I designed a novel location-based intrinsic reward system that supplemented the primary goal with additional rewards for productive exploration. This involved creating triangular prism-shaped triggers arranged in a circular "pizza slice" pattern at the same Z-level as the flowers. When the agent entered these trigger zones, it received a small reward, and the trigger was then disabled for the remainder of that training episode.

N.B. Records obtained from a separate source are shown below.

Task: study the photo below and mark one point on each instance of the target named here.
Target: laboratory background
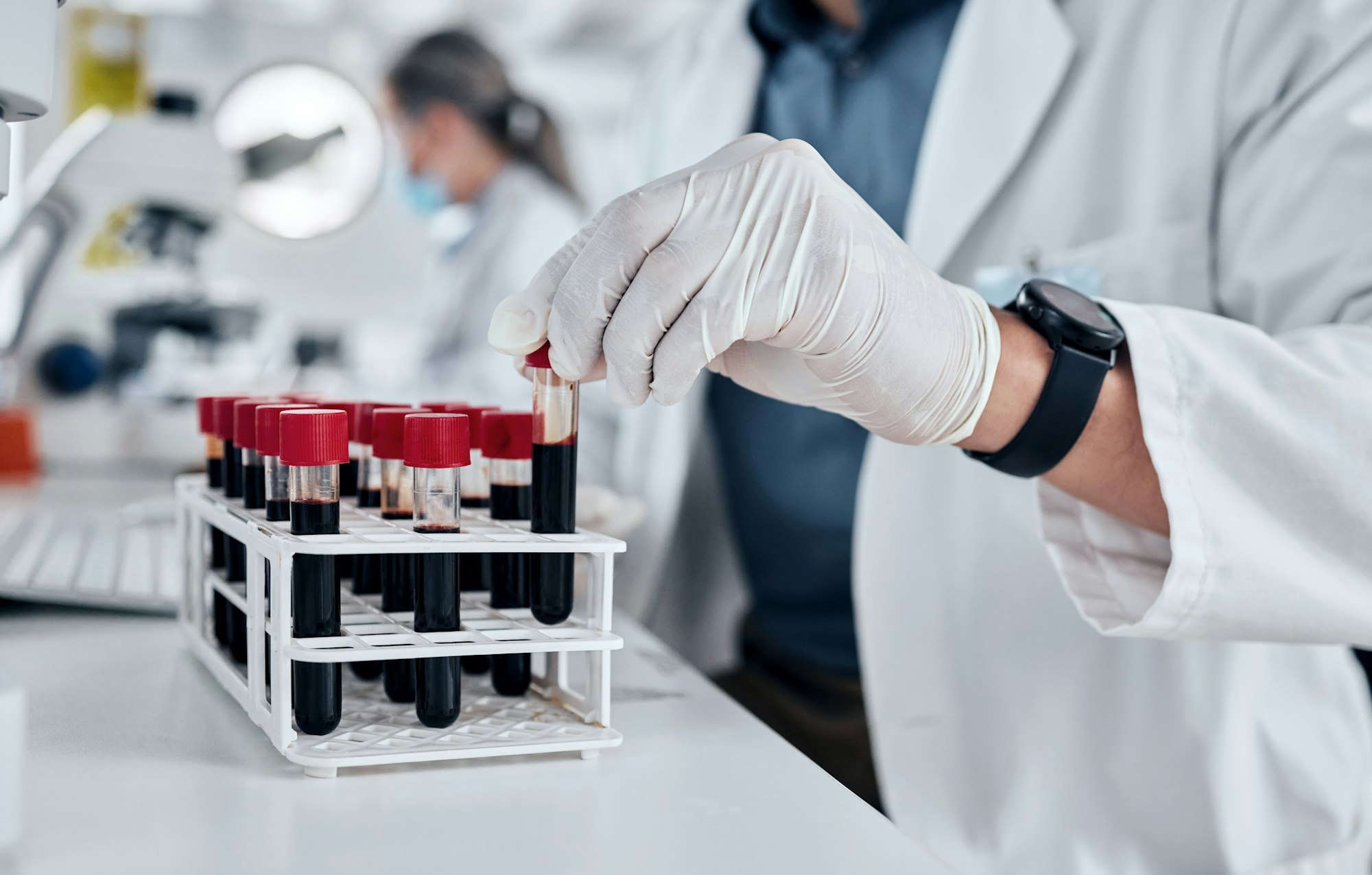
(687, 435)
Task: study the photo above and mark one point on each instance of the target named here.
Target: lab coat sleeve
(1259, 422)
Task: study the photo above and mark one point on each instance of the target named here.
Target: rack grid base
(567, 707)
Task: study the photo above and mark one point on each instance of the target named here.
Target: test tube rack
(567, 707)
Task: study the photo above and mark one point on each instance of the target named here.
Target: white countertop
(138, 762)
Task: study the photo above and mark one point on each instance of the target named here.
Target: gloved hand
(762, 265)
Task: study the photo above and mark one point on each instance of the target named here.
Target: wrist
(1021, 372)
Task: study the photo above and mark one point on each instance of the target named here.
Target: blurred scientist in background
(469, 138)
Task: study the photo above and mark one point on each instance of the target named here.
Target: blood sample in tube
(508, 442)
(555, 488)
(237, 558)
(397, 573)
(215, 471)
(314, 446)
(437, 448)
(477, 493)
(367, 567)
(255, 499)
(268, 434)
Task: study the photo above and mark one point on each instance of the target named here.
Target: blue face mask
(426, 193)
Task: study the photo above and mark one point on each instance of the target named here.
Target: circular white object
(324, 186)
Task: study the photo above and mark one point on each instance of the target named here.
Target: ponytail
(455, 68)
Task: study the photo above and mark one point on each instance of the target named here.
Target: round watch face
(1080, 319)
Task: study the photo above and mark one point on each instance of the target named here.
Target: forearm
(1109, 467)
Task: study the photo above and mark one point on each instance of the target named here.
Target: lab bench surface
(138, 762)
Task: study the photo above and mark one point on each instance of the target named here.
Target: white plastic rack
(569, 703)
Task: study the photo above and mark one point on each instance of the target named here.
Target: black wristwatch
(1085, 339)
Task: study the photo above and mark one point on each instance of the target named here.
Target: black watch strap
(1060, 418)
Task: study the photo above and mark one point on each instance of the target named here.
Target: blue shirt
(791, 474)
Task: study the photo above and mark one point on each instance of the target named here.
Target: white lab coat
(519, 220)
(518, 223)
(1201, 158)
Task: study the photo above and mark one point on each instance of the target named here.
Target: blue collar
(783, 23)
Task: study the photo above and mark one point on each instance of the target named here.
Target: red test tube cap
(270, 427)
(224, 415)
(245, 420)
(389, 431)
(362, 429)
(205, 411)
(314, 437)
(351, 408)
(508, 434)
(437, 441)
(478, 416)
(539, 359)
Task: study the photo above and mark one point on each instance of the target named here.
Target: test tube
(508, 445)
(437, 448)
(555, 488)
(268, 433)
(368, 467)
(237, 555)
(314, 446)
(245, 438)
(477, 483)
(255, 499)
(205, 408)
(348, 472)
(397, 571)
(474, 568)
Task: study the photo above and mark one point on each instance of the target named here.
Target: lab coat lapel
(717, 104)
(1005, 65)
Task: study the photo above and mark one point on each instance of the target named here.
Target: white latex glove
(762, 265)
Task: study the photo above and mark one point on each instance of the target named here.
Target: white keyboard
(119, 559)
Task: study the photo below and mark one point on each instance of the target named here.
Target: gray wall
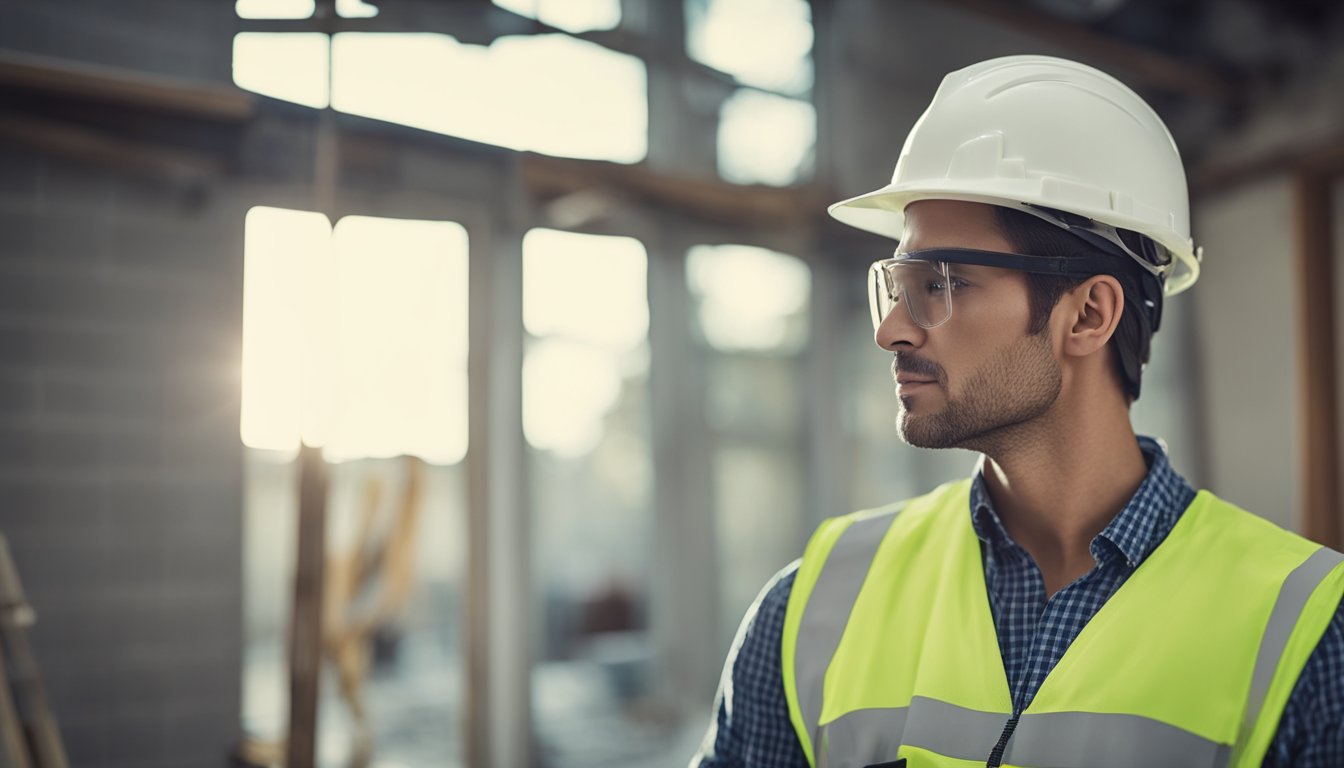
(120, 463)
(1246, 336)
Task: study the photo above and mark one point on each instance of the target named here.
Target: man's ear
(1090, 315)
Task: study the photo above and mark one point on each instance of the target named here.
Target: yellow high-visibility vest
(890, 650)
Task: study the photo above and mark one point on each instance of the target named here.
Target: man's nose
(898, 330)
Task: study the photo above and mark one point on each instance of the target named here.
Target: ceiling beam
(1151, 67)
(124, 88)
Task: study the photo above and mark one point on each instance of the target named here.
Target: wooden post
(1319, 410)
(305, 631)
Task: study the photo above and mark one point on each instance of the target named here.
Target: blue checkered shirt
(751, 728)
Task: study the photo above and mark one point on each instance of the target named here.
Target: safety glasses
(926, 280)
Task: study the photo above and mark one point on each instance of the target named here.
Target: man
(1075, 601)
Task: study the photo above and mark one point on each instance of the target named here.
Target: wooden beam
(1148, 66)
(710, 199)
(1321, 511)
(108, 149)
(305, 628)
(108, 85)
(1323, 156)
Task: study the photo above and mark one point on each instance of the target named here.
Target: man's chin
(921, 431)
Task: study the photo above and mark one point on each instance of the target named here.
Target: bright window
(766, 139)
(569, 15)
(290, 66)
(764, 43)
(542, 93)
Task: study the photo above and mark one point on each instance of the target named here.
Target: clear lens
(921, 285)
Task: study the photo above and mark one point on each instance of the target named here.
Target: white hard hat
(1044, 132)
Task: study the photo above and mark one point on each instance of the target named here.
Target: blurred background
(549, 288)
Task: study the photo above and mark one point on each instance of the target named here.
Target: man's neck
(1058, 488)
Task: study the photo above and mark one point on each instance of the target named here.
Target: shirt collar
(1136, 531)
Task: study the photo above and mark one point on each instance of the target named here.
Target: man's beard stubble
(1011, 389)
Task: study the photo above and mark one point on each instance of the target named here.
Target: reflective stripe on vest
(871, 735)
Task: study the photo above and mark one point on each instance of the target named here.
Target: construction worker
(1074, 601)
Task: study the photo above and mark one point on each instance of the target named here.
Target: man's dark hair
(1130, 344)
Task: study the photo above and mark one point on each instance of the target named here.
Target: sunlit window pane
(765, 43)
(749, 297)
(356, 339)
(401, 370)
(586, 420)
(274, 8)
(282, 65)
(544, 93)
(766, 139)
(284, 253)
(586, 288)
(569, 15)
(581, 100)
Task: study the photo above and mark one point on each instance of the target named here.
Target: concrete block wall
(120, 460)
(120, 463)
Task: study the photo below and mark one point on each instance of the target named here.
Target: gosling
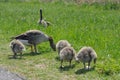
(42, 21)
(16, 47)
(67, 54)
(86, 55)
(61, 44)
(34, 37)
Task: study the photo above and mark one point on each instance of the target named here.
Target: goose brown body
(86, 55)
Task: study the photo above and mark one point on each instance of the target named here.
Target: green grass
(81, 25)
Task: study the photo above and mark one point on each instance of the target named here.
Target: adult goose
(34, 37)
(42, 21)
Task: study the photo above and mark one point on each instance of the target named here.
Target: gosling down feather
(42, 21)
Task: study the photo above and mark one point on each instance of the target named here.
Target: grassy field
(95, 25)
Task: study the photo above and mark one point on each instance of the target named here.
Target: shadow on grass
(66, 68)
(57, 58)
(27, 54)
(83, 71)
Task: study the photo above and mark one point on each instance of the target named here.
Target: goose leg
(14, 56)
(20, 55)
(61, 64)
(35, 48)
(88, 65)
(84, 65)
(70, 63)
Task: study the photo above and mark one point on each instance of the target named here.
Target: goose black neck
(40, 14)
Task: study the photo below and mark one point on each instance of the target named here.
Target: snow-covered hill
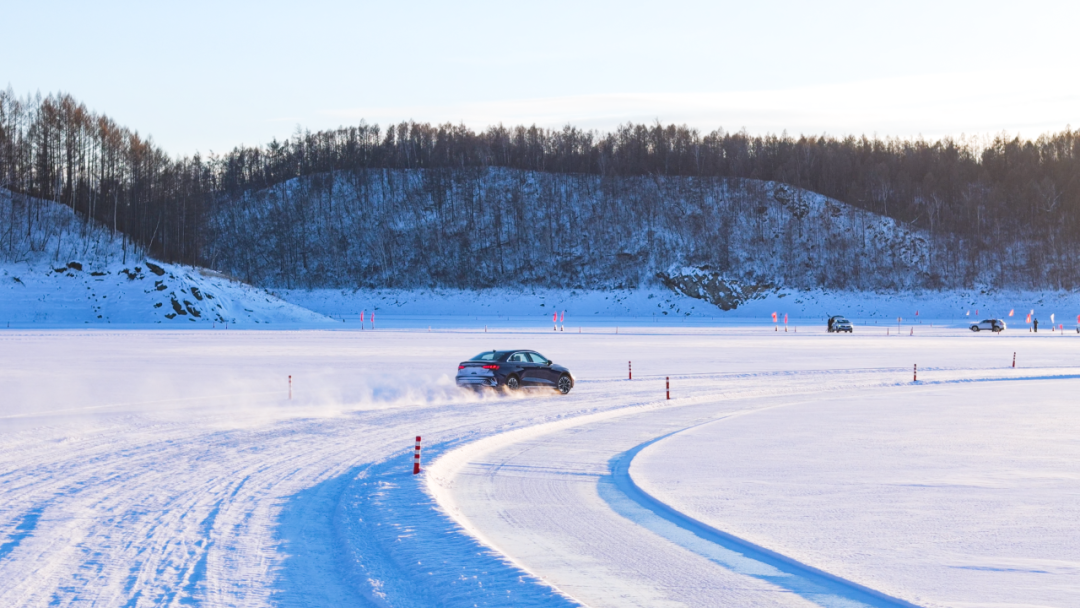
(57, 269)
(505, 228)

The key innovation was rewarding the agent for exploring the Z-level where flowers were located, even before directly interacting with the flowers themselves. This encouraged the agent to stay in productive areas and explore within those areas, potentially discovering more efficient paths to nectar collection.

Training and Evaluation

TensorBoard results comparing both approaches

I trained both the standard extrinsic-only reward model and the enhanced intrinsic+extrinsic reward model using the Unity ML-Agents framework with a Python backend. The training process was managed through an Anaconda environment, and a custom configuration file specified the neural network architecture and hyperparameters. TensorBoard was used to visualize and compare performance metrics between the two approaches over time.

Technologies Used

Unity game engine for environment creation
Unity ML-Agents package for reinforcement learning implementation
Python API for neural network interface
C# for Unity scripts and trigger functionality
Anaconda for Python environment management
TensorBoard for visualizing training metrics

Results

The location-based intrinsic reward system demonstrated faster convergence to optimal behavior compared to the standard extrinsic-only reward approach. Agents trained with the combined reward system showed more efficient exploration patterns, spending more time in areas with potential rewards and less time in unproductive regions. This project highlights the importance of reward shaping in reinforcement learning and demonstrates how well-designed intrinsic rewards can guide agents toward desirable behaviors even before they achieve the primary goal.